En effet, « les compétences pourraient s'avérer obsolètes dans six mois », explique Tomas Chamorro-Premuzic, directeur de l'innovation du géant américain du travail temporaire, rencontré par l'AFP au salon Vivatech, à Paris, qui ferme ses portes samedi.  Selon lui, « il vaut mieux savoir que vous travaillez dur, que vous êtes curieux, que vous avez de bonnes aptitudes relationnelles et ça, l'IA peut vous aider à l'évaluer ».

Selon l'Organisation internationale du travail (OIT), « un travailleur sur quatre dans le monde exerce une profession plus ou moins exposée à l'IA générative, mais la plupart des emplois seront transformés au lieu d'être supprimés, car une intervention humaine reste indispensable ».

Cependant, les tâches informatiques (utilisation d'Internet, messagerie, etc.) pouvant être accomplies de manière autonome par des agents d'IA connaissent une « rapide expansion ». 

Dans ce contexte, les employeurs pourraient rechercher de plus en plus de salariés dotés de compétences hors de portée de l'IA, telles que le jugement éthique, le service client, le management ou la stratégie, comme l'indique une enquête de ManpowerGroup menée auprès de plus de 40 000 employeurs dans 42 pays et publiée cette semaine.

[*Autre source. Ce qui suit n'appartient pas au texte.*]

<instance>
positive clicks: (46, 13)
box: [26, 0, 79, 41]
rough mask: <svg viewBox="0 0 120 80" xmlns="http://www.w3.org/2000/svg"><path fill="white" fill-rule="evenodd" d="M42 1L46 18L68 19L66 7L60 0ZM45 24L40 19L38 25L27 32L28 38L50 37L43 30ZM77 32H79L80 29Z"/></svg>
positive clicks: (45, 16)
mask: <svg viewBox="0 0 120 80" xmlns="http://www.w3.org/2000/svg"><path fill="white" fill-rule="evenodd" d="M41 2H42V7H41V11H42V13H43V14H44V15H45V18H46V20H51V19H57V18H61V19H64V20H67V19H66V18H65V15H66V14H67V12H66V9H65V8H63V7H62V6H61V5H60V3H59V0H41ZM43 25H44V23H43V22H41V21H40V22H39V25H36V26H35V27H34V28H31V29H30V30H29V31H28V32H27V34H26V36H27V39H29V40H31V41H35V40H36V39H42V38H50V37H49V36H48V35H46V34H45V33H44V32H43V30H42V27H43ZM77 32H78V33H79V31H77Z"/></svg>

M. Chamorro-Premuzic déplore toutefois que ces compétences ne soient pas encore davantage mises en avant dans la formation. « Pour chaque dollar que vous investissez dans la technologie, vous devez investir huit ou neuf dollars dans les ressources humaines, la transformation culturelle, la gestion du changement », dit-il.

Les craintes d'un chômage de masse provoqué par l'IA restent par ailleurs exagérées à ce stade, estime le dirigeant, malgré certaines prédictions alarmistes.

D'après Dario Amodei, patron de la société d'intelligence artificielle Anthropic, cette technologie pourrait faire disparaître la moitié des emplois de bureau les moins qualifiés d'ici cinq ans. 

« Si l'histoire nous enseigne une chose, c'est que la plupart des prévisions sont fausses », répond M. Chamorro-Premuzic.

Concernant le recrutement, activité principale de ManPowerGroup, le dirigeant ajoute que « les agents d'intelligence artificielle ne deviendront certainement pas le cœur de notre métier dans un futur proche ». Il constate également que l'IA est utilisée par les demandeurs d'emploi.

« Des candidats sont capables d'envoyer 500 candidatures parfaites en une journée, de passer des entretiens avec leurs bots et de déjouer certains éléments des évaluations », énumère-t-il.